Chapter 14 Regression essentials

14.1 Linear regression

This chapter is about quantitatively describing a linear relationship. You’re meant to have taken an intro stats course, but will I briefly cover the basics. Then we’ll get stuck into some data and try to see how much of our understanding holds up.

Required reading

(You are welcome to refer to your favourite linear regression textbook instead of these.)

Recommended reading

  • Angrist, Joshua D., and Jörn-Steffen Pischke, 2008, Mostly harmless econometrics: An empiricist’s companion, Princeton University Press, Chapter 3.4.3.
  • Cunningham, Scott, Causal Inference: The Mixtape, Chapters ‘Probability theory and statistics review’ and ‘Properties of Regression’, freely available at:
  • ElHabr, Tony, 2019, ‘A Bayesian Approach to Ranking English Premier League Teams (using R)’, freely available at:
  • Greenland, Sander, Stephen J. Senn, Kenneth J. Rothman, John B. Carlin, Charles Poole, Steven N. Goodman, and Douglas G. Altman. “Statistical tests, P values, confidence intervals, and power: a guide to misinterpretations.” European journal of epidemiology 31, no. 4 (2016): 337-350.
  • Ioannidis, John PA, 2005, ‘Why most published research findings are false’, PLos med 2, no. 8, e124.
  • Ronald L. Wasserstein and Nicole A. Lazar, 2016, ‘The ASA Statement on p-Values: Context, Process, and Purpose’, The American Statistician, 70:2, 129-133, DOI: 10.1080/00031305.2016.1154108.
  • Silge, Julia, 2019, ‘Modeling salary and gender in the tech industry’, freely available at:
  • Silge, Julia, 2019, ‘Opioid prescribing habits in Texas’, freely available at:
  • Silge, Julia, 2019, ‘Tidymodels’, freely available at:
  • Taddy, Matt, 2019, Business Data Science, Chapter 2.

Key concepts/skills/etc

  • Linear regression.
  • Uncertainty.
  • Threats to validity.

Key libraries

  • broom
  • ggplot2
  • modelr
  • tidyverse

Key functions

  • augment()
  • glance()
  • lm()
  • tidy()


  • Please write a linear relationship between some response variable, Y, and some predictor, X. What is the intercept term? What is the slope term? What would adding a hat to these indicate?
  • What is the least squares criterion? Similarly, what is RSS and what are we trying to do when we run least squares regression?
  • What is bias? What is a confidence interval?
  • If there were three variables: Snow, Temperature, and Wind, please write R code that would fit a simple linear regression to explain Snow as a function of Temperature and Wind. What do you think about another explanatory variable - daily stock market returns - to your model?

14.1.1 Introduction

I am going to follow a combination of ISLR and R4DS. Sometimes the language that is used for specific terms differs over time and between disciplines. For instance, ISLR is written from a machine learning perspective, R4DS is written from a data science perspective, and if you come from a different discipline then the terminology may be slightly different. You’re welcome to use whatever you are comfortable with, but here I’ll follow ISLR and R4DS.

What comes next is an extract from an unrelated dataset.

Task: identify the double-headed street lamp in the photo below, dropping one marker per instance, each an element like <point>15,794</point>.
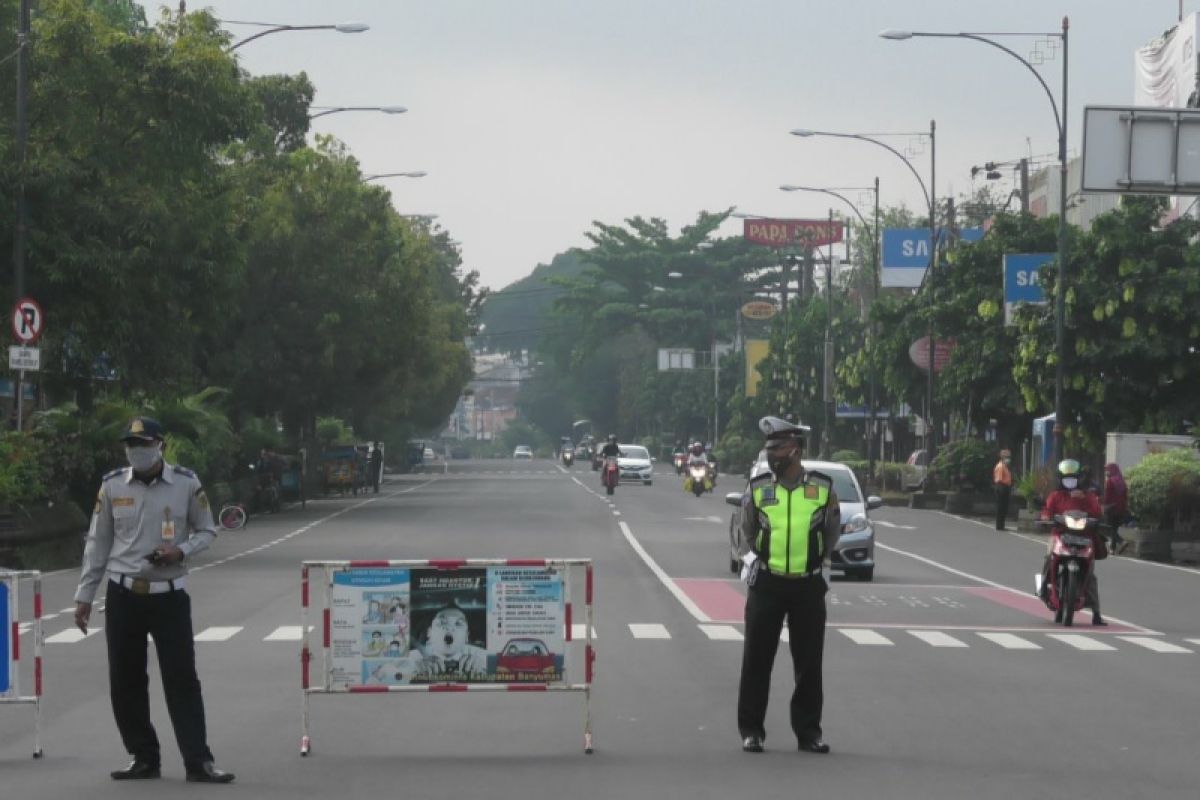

If we have two variables, \(Y\) and \(X\), then we could characterise the relationship between these as: \[Y \sim \beta_0 + \beta_1 X.\]

There are two coefficients/parameters, and the intercept is \(\beta_0\), the slope is \(\beta_1\). We are saying that \(Y\) will have some value, \(\beta_0\), even when \(X\) is 0, and that \(Y\) will change by \(\beta_1\) units for every one unit change in \(X\).

We may then take this relationship to the data that we have about the relationship in order to estimate these coefficients for those particular values that we have: \[\hat{y} = \hat{\beta}_0 + \hat{\beta}_1 x.\]

14.1.2 Competing relationships

I want to focus on data, so we’ll make this example concrete, by generating some data and then discussing everything in the context of that. The example will be looking at someone’s time for running five kilometers, compared with their time for running a marathon.

number_of_observations <- 100
running_data <- 
  tibble(five_km_time = rnorm(number_of_observations, 20, 3),
         noise = rnorm(number_of_observations, 0, 10),
         marathon_time = five_km_time * 8.4 + noise,
         was_raining = sample(c("Yes", "No"), 
                              size = number_of_observations,
                              replace = TRUE, 
                              prob = c(0.2, 0.8)) 

running_data %>% 
  ggplot(aes(x = five_km_time, y = marathon_time)) +
  geom_point() +
  labs(x = "Five km time (minutes)",
       y = "Marathon time (minutes)") +

In this set-up we may like to use \(x\), which is the five-kilometer time, to produce estimates of \(y\), which is the marathon time. This would involve also estimating values of \(\beta_0\) and \(\beta_1\), which is why they have a hat on them.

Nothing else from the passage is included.